Broussard discovered that even creating a “simple” database of books in schools was hamstrung by the fact that school staff did not have time to do basic administrative and data-entry tasks. An ever changing curriculum, an ongoing lack of funding, and high staff and student turnover all contributed to what was at heart a social and environmental problem. Databases and the concept of data driven derive from an engineering mindset. As Broussard says, “Engineering solutions are ultimately mathematical solutions. Math works beautifully on well-defined problems in well-defined situations with well-defined parameters. School is the opposite of well-defined.” So too is business. Take credit scoring, for example.

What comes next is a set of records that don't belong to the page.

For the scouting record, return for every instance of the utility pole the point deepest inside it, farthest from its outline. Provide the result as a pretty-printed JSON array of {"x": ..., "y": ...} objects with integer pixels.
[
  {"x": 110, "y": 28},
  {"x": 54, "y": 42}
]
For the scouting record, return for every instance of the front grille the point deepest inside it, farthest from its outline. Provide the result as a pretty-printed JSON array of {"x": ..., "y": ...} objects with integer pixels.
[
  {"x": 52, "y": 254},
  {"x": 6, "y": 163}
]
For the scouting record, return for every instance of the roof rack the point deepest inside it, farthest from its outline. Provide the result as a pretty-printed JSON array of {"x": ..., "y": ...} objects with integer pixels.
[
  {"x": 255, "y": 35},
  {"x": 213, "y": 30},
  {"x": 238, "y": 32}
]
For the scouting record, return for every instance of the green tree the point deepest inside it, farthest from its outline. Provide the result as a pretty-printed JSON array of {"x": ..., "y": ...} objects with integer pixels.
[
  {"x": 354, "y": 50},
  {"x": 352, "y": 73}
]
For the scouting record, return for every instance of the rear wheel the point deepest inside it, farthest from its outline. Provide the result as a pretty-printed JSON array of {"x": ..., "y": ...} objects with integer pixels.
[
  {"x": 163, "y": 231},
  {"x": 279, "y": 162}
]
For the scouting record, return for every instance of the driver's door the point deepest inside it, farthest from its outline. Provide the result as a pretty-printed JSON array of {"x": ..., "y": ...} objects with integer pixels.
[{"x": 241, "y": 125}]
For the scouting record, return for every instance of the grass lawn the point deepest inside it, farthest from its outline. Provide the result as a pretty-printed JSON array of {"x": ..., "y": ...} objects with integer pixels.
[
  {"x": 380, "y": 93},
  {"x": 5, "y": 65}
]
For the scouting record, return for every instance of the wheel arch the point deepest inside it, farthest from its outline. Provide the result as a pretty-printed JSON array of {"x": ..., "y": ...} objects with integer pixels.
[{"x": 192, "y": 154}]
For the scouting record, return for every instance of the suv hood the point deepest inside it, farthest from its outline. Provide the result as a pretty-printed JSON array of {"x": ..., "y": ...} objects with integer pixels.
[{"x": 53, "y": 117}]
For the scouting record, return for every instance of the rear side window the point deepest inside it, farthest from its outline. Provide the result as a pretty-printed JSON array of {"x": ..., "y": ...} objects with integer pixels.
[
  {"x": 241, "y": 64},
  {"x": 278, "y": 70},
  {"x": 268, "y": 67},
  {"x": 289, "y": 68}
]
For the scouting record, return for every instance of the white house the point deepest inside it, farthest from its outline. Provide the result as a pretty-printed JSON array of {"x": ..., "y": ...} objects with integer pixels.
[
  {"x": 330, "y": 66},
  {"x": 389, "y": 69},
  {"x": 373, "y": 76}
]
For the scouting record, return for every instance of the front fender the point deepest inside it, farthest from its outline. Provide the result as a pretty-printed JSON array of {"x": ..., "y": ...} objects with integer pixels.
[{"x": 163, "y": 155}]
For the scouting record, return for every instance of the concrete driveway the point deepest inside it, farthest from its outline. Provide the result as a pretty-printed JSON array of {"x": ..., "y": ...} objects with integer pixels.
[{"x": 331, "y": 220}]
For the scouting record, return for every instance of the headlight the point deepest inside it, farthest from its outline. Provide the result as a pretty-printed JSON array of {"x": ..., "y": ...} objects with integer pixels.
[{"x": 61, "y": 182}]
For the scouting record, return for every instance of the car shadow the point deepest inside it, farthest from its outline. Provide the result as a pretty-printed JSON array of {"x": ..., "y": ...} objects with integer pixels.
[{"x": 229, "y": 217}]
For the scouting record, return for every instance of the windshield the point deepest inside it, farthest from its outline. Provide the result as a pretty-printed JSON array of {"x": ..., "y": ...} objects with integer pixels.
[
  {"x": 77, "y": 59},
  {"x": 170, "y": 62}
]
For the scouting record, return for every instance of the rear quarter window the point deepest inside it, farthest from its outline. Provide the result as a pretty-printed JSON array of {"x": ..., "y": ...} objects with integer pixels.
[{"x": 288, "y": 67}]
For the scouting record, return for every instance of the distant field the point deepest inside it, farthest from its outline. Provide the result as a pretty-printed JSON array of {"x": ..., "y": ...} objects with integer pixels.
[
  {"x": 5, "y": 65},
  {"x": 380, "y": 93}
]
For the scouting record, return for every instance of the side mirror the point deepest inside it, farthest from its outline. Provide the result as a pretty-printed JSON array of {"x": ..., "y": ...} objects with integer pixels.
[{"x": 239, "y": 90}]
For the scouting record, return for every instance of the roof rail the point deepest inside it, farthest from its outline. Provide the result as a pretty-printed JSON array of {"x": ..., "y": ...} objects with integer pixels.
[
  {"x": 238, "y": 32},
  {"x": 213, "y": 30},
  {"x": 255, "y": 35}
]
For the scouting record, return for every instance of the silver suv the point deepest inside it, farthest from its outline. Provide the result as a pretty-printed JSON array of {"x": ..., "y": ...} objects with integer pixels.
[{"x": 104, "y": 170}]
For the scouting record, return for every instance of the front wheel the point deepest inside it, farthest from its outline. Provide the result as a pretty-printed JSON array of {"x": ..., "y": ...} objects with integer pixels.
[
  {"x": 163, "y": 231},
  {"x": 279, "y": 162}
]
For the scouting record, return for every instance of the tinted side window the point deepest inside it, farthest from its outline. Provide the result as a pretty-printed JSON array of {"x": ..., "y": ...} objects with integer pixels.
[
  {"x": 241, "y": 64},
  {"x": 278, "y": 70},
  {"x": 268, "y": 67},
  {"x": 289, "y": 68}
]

The Ill-Defined, Social Concept of a Credit Score
Modern data-driven, algorithmic, engineer-defined credit scoring uses hundreds or thousands of data points from a range of online and offline sources to assign credit ratings to potential loan customers. But what really is a credit rating? The data starts with traditional measures such as individual payment history and outstanding debt that can be reasonably expected to predict future credit worthiness in many cases. Such data is good — accurate, consistent, and in context, in principle and often in practice — and is the foundation of FICO scoring since its widespread adoption in the 1970s (in part, at least) to eliminate racial, demographic, and similar biases prevalent in lending at the time. In effect, a credit rating was an attempt to get to some rational, consistent way of assessing credit worthiness without the lender having to personally know the borrower.
With the advent of big data, however, parameters for credit scoring have now been extended to browsing history, call records, retail behavior, demographic data, employment and address history, social networks, and even the behaviors of the applicant’s social media contacts. The assumption is that these data points are proxies for credit worthiness. The more data you have, and the more parameters you can tweak, the better you can estimate the credit worthiness of an applicant — so the story goes.
The assumptions are largely unprovable. Furthermore, the data — even if individually good — is being aggregated in ways that were never intended in algorithms that take no account of the underlying context or meaning of the data. Worse still, according to Mikella Hurley and Julius Adebayo, writing in the Yale Journal of Law and Technology, “These tools may also perpetuate and, indeed, intensify, existing bias by scoring consumers on the basis of their religious, community, and familial associations, as well as on the basis of sensitive features such as race or gender.” Which brings us full circle to “good data gone bad” and the question of what the definition of credit score is and which problems it was originally designed to address.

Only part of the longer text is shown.